Written by Ella Grace Ross
How It Started:
It all started very early in 2025; I could feel mild pain in my lower neck/upper back. Aches, if you will? Yet only when I sat, which led to me ignoring it. It wasn’t constant, just when I sat. So, I just assumed it to be normal and carried on living my life.
Turning point:
One night in May 2025, it was a Thursday. I remember the evening so clearly! I was lying in my bed, relaxing after such a long tiring day when I felt some pain in my back, different pain, constant pain which stayed. Quickly, I headed downstairs to my mum who gave me some painkillers, and I went back up to bed.
The next day, Friday, I did my usual day-to-day routine. In the afternoon when I came home, I told my mum again about the pain in my back which hadn’t gone away from the night before. I asked her if she could take a look, just to make sure everything was okay. I literally just thought I may have bruised my back. No. That’s when we saw. Usually, I wear baggy/loose-fitting clothes quite a lot, so we never really noticed much before that. It was a shock, my ribs tilted, my hips and shoulders imbalanced also.
The following week, my mum got me an appointment to see my GP. After a physical examination and a chat, I was told I had a spine curvature, and that they’d refer me to hospital for further support and help.
Waiting game:
Then from May through to October, we heard nothing. The pain increased, my back ‘tilted’ more and got worse. I’d take pictures before I’d go out, to make sure my back looks ‘okay from behind’. I’ve been keeping them and comparing them to see how it has been progressing.

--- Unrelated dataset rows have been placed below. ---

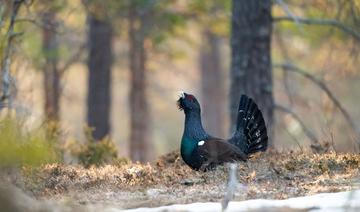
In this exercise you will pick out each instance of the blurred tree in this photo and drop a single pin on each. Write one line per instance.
(251, 61)
(212, 83)
(213, 29)
(99, 62)
(139, 17)
(50, 49)
(150, 23)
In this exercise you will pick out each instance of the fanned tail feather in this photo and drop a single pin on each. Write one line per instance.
(251, 135)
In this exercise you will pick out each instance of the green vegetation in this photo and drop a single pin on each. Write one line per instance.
(19, 146)
(94, 152)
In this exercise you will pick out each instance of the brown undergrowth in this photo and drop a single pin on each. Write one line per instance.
(169, 180)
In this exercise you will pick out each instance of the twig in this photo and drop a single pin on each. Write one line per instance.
(323, 22)
(231, 186)
(290, 14)
(323, 86)
(307, 132)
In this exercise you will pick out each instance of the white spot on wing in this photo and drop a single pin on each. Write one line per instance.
(182, 94)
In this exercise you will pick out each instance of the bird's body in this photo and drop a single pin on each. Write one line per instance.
(202, 151)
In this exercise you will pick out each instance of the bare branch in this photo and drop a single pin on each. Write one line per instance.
(289, 13)
(307, 132)
(323, 86)
(323, 22)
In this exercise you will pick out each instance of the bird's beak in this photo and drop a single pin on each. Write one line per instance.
(182, 94)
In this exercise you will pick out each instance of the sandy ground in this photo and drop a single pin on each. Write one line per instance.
(170, 181)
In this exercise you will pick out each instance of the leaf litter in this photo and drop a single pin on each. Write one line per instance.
(169, 180)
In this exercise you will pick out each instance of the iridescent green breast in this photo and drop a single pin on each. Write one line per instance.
(189, 153)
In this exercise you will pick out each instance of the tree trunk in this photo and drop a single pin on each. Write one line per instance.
(99, 83)
(251, 61)
(140, 141)
(51, 78)
(212, 84)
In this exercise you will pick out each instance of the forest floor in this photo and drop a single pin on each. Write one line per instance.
(169, 180)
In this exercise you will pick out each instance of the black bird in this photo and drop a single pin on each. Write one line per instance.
(202, 151)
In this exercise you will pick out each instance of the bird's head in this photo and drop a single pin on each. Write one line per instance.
(188, 102)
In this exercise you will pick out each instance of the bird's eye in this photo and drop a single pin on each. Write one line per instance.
(190, 97)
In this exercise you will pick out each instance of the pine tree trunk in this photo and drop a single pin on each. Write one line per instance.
(251, 61)
(51, 78)
(140, 146)
(99, 83)
(212, 84)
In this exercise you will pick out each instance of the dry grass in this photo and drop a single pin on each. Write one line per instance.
(169, 180)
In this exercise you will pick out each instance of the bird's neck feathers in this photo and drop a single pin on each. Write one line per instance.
(193, 126)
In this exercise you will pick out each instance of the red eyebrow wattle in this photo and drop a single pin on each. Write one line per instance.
(190, 97)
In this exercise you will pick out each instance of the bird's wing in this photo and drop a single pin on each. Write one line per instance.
(218, 151)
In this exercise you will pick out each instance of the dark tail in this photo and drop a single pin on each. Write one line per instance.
(250, 135)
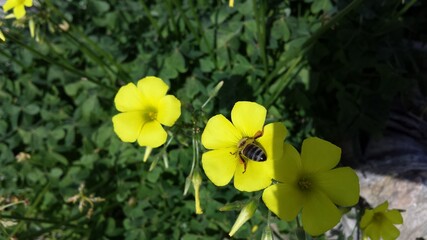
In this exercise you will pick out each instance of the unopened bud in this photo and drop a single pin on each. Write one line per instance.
(267, 234)
(32, 27)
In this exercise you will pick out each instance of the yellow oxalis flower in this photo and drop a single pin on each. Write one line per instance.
(18, 7)
(144, 108)
(379, 223)
(307, 182)
(224, 139)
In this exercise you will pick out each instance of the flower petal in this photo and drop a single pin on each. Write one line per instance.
(128, 125)
(9, 5)
(152, 135)
(288, 167)
(19, 11)
(319, 214)
(153, 89)
(319, 155)
(28, 3)
(366, 218)
(248, 117)
(129, 98)
(284, 199)
(394, 216)
(220, 165)
(169, 110)
(220, 133)
(258, 175)
(341, 185)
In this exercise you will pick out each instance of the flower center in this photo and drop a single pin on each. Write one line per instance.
(152, 115)
(304, 184)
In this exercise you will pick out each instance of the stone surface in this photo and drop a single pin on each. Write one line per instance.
(406, 191)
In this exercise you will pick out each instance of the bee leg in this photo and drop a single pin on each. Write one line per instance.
(258, 134)
(244, 166)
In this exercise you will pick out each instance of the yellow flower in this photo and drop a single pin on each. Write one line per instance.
(226, 139)
(379, 223)
(18, 7)
(307, 182)
(144, 108)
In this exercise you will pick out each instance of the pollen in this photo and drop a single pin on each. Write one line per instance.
(152, 115)
(304, 184)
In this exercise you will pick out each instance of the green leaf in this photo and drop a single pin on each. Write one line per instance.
(321, 5)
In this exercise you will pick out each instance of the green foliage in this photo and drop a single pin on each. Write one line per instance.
(57, 100)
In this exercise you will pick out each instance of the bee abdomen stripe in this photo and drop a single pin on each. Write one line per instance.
(254, 152)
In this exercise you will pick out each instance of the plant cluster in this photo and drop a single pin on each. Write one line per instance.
(207, 90)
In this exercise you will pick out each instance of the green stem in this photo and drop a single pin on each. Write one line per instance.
(13, 59)
(286, 80)
(39, 220)
(31, 208)
(260, 25)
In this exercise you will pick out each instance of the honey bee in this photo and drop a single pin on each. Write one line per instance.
(249, 149)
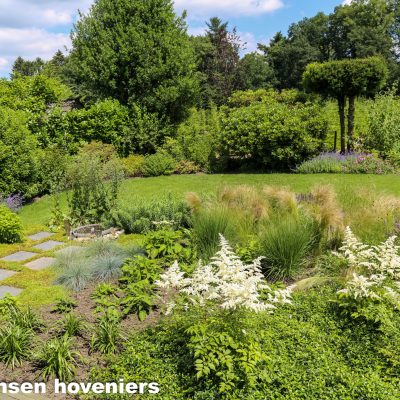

I went back to the GP an additional four times after to ask for updates, stronger pain medication, advice and if they could speed up my referral in any way possible.
I’ve had to stop playing football alongside sometimes cancelling plans, not going out to join in with activities because of the pain. Telling my family, friends etc. every single day that my back hurts.
Hospital appointment:
One morning in mid-October 2025, I was at home. However, my mum, who was out walking at the time, received a notification from the NHS stating that they had an appointment with the hospital for me in early December. She ran home and told me the amazing news. Finally, we all thought.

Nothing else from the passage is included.